Espelette et chocolat
l’actualité sauce douce et piquanteArchive pour juillet, 2008
Amerykah diva
Il y a 8 ans environ, j’ai attrapé une baduphilie aigue. C’était la première fois que j’entendais Mama’s gun, et cette voix tout en subtilités, ces beats géniaux, ce style à la fois ghetto, underground et jazzy, ce charisme d’une Chaka Khan m’avaient pris aux tripes. Je vous assure que certaines fois les palpitations se transforment en sueur, et une ride apparaît au milieu du front l’air de dire “Waou, c’est parfait”.

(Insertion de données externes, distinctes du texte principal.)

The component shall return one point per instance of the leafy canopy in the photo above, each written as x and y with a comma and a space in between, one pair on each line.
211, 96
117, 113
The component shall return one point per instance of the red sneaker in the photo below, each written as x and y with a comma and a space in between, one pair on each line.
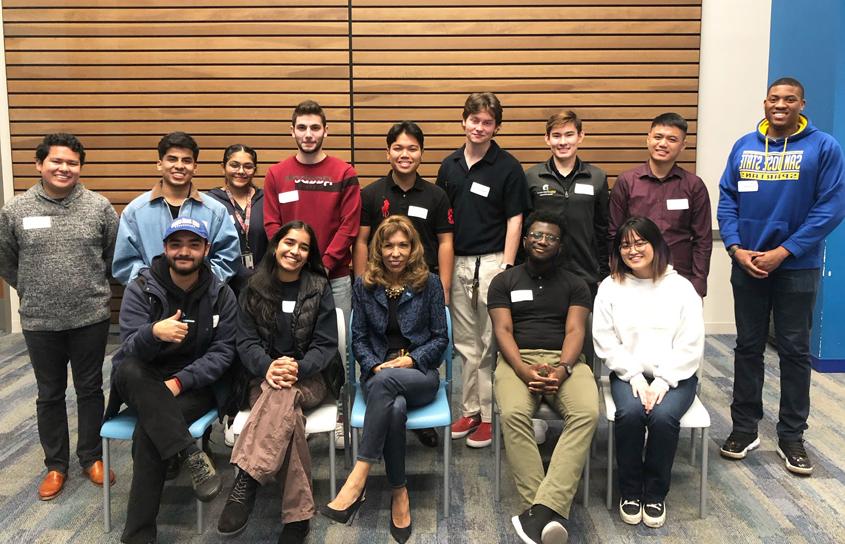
465, 425
481, 437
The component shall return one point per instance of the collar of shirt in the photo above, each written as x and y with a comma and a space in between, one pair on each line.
157, 192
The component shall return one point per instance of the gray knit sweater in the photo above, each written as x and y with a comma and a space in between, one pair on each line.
57, 254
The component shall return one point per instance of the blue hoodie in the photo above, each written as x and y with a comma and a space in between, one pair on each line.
786, 192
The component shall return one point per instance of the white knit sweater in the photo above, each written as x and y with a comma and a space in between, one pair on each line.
649, 329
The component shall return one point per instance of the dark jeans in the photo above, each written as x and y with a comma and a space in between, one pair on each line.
648, 479
161, 433
49, 352
788, 295
389, 394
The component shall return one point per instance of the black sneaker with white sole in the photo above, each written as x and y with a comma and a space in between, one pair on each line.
738, 445
654, 514
631, 511
795, 456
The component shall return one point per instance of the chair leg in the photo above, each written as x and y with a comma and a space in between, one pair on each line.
702, 509
332, 480
106, 487
609, 463
447, 468
200, 505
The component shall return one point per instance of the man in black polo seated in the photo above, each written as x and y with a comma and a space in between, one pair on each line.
177, 327
539, 311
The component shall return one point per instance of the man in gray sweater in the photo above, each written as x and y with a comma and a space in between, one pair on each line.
56, 246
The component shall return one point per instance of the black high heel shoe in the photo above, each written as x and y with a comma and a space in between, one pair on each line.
400, 534
347, 515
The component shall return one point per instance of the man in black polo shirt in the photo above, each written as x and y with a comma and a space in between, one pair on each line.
486, 187
403, 191
577, 192
539, 311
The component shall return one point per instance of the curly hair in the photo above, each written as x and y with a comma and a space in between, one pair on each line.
415, 274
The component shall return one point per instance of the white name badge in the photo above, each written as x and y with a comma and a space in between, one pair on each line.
481, 190
747, 186
521, 295
584, 189
288, 196
677, 204
416, 211
37, 222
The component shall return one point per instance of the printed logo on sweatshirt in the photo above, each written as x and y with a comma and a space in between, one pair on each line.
772, 166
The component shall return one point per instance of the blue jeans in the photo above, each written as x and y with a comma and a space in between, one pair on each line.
788, 295
648, 479
389, 394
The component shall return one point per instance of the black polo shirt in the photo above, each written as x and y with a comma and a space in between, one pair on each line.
425, 204
538, 303
483, 198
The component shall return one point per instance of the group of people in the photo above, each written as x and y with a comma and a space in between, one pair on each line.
231, 294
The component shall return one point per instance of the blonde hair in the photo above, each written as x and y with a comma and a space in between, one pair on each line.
415, 274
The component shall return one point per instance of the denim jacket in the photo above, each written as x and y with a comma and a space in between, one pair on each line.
422, 320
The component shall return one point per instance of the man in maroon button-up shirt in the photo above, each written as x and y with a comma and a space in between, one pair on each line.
676, 200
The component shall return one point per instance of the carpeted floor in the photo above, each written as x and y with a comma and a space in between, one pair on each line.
751, 501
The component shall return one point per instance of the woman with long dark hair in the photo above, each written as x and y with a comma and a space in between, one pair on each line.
287, 340
649, 329
398, 336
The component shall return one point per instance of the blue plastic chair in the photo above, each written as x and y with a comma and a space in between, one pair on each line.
436, 414
122, 427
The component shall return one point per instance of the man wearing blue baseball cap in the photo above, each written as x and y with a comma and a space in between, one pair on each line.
177, 328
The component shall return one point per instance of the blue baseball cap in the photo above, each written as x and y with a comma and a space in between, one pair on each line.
186, 224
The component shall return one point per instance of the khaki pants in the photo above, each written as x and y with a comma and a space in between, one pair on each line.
473, 333
576, 401
273, 442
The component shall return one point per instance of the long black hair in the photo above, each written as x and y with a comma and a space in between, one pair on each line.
262, 298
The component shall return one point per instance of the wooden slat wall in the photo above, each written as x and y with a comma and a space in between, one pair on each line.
120, 76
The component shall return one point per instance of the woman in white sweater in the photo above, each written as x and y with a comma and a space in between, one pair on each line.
648, 326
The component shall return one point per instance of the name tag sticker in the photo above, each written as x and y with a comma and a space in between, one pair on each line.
416, 211
37, 222
677, 204
481, 190
747, 186
288, 196
522, 295
584, 189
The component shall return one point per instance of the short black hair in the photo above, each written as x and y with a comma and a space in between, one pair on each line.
786, 81
60, 139
406, 127
180, 140
670, 119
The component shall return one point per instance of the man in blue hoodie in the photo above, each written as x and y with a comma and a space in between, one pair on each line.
780, 195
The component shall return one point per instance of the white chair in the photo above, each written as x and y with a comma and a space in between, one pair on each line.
696, 417
320, 419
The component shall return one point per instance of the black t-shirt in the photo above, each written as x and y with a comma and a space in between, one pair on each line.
538, 303
483, 198
425, 204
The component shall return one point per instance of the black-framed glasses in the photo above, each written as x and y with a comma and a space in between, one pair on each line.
551, 238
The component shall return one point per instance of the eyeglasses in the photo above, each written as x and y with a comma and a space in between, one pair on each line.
637, 245
248, 167
551, 238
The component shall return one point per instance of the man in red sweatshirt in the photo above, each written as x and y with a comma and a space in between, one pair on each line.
320, 190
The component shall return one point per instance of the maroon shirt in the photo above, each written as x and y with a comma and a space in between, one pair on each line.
679, 205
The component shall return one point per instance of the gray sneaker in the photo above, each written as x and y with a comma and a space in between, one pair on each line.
204, 478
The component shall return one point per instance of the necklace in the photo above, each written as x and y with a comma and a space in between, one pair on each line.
394, 292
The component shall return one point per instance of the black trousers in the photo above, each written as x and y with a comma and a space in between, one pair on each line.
49, 352
161, 433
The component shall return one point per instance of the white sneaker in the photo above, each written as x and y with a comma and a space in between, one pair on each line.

Et puis il y a eu la découverte, à l’envers, du Live et de Baduizm. Je suis devenue accro avant de pouvoir dire ouf. Cette année, elle nous gâtait avec son nouvel opus, Amerykah part 1, avec déjà des morceaux d’anthologie. Alors bien sûr, découvrir qu’elle venait en concert à Paris fut, au-delà du choc, comme Noël avant l’heure. Depuis le temps que je guettais et que je n’espérais plus. La perspective étant au moins aussi réjouissante que le moment lui-même. Et si les symptômes ne sont pas toujours aussi forts, le moment venu, je n’ai pu survivre à cette énorme montée d’adrénaline seulement grâce à son retard d’une heure et demi.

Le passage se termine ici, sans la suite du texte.